Does dyslexia even exist?

11 minute read

The experts can't agree on a definition for dyslexia, leaving the door open for some to question its existence

People who have been told they have dyslexia often describe letters “swimming” before their eyes when they read, or lines of text mischievously switching places.

In the broader community, there exists a fuzzy impression of what the term may mean, but it’s often perceived as a lifelong reading problem that can affect even the best and brightest among us.

This popular myth has woven dyslexia into tales of fame and wealth, including the likes of scientist Albert Einstein, celebrity chef Jamie Oliver, businessmen Richard Branson and Kerry Packer, and popular crime novelist Agatha Christie.

But despite the perception, there is no agreement among experts as to what dyslexia even is, nor is there a universal definition of dyslexia.

Some experts use the word specifically to refer to around 1% to 3% of the population who experience reading difficulties throughout their lifetime, despite having normal cognitive abilities and access to high quality, evidence-based interventions.

Other experts use dyslexia as a synonym for “poor reading”. People with dyslexia, according to this group, have reading abilities in the bottom 5% to 10% of the population.  And for most people diagnosed with dyslexia, reading difficulties can cast a long shadow in their lives.

“There’s nothing trivial about having reading problems across your lifespan,” says Professor Pamela Snow, a psychologist and the head of the Rural Health School at La Trobe University.

Yet another camp of experts has stopped using the word dyslexia because they say it is too muddy a term to be clinically useful.

And then there’s the Australian Dyslexia Association, which defines dyslexia as a “learning difference” that is characterised by difficulties with word recognition and “often unexpected in relation to other cognitive abilities”. This definition appeared in the 2010 Australian Dyslexia Working Party report to the federal government.

It seems that anything goes when it comes to describing dyslexia.

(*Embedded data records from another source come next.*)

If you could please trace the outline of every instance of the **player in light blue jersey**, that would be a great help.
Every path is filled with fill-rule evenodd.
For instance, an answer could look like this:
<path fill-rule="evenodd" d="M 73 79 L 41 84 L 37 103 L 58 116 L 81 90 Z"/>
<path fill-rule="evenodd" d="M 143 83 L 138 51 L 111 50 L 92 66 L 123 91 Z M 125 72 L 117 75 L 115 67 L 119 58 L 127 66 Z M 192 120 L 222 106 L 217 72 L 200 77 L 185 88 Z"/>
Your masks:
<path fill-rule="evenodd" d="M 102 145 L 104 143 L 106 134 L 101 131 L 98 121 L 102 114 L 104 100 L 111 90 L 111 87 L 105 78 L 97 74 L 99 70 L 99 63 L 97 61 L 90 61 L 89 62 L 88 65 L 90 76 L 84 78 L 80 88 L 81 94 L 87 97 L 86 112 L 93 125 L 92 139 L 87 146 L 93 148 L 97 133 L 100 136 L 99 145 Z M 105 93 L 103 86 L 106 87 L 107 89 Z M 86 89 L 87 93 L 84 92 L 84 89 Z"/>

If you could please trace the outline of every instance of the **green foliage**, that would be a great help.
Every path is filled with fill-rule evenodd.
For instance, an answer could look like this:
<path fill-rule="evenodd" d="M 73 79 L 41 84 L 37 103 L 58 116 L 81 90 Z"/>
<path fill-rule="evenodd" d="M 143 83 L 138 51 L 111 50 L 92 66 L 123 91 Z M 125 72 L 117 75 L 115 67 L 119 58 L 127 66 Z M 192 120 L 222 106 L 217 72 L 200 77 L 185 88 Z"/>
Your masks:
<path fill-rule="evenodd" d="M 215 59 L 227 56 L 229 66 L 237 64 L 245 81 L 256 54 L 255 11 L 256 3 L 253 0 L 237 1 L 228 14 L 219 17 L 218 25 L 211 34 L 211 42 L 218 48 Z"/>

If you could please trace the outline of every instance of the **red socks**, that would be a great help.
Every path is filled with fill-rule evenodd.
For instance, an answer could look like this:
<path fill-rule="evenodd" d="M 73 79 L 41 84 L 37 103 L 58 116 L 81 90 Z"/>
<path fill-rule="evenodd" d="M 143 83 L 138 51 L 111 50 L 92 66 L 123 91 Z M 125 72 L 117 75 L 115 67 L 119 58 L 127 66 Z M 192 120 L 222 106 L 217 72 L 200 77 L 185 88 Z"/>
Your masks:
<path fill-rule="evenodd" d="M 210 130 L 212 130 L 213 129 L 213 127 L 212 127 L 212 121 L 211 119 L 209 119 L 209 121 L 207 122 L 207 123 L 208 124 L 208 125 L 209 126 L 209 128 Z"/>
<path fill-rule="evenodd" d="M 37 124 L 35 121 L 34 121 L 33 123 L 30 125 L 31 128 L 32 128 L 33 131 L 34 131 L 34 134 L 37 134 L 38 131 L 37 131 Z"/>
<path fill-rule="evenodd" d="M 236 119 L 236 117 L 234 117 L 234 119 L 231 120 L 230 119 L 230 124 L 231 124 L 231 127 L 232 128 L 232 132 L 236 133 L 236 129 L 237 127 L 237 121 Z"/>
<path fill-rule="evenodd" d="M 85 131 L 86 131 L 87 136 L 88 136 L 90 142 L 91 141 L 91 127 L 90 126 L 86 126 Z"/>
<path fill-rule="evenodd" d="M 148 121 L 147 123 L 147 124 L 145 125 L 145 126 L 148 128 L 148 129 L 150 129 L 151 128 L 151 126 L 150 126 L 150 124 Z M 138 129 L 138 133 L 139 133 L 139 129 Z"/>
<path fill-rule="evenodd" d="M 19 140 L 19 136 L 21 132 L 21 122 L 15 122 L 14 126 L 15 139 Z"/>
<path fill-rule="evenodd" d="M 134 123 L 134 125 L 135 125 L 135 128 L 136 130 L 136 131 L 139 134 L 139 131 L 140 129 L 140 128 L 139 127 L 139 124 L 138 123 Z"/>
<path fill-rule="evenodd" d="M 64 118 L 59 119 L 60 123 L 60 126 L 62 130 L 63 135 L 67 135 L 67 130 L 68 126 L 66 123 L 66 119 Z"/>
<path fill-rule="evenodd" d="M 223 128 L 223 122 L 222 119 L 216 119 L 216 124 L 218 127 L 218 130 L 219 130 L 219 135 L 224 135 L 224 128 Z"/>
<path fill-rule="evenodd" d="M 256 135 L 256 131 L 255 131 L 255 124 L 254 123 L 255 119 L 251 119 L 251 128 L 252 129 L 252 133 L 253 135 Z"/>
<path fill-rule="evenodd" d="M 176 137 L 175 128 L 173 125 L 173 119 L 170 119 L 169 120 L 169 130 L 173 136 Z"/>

“It creates a fair bit of confusion,” Professor Genevieve McArthur, the head of the Department of Cognitive Science at Macquarie University, says. “People use [the word] to refer to quite different things. And there is really no right and wrong really.”

The dyslexia debate

With experts and dyslexia advocates unable to pin down a definition, it was unsurprising that researchers decided to stir the pot. In a provocative book called The Dyslexia Debate, Professor Julian Elliot of Durham University in the UK and Elena Grigorenko argued that dyslexia was a meaningless term with a limited scientific basis.

The book, published in 2014, claimed that efforts to diagnose a small group of children with dyslexia diverted vital resources away from early intervention for all children with reading problems.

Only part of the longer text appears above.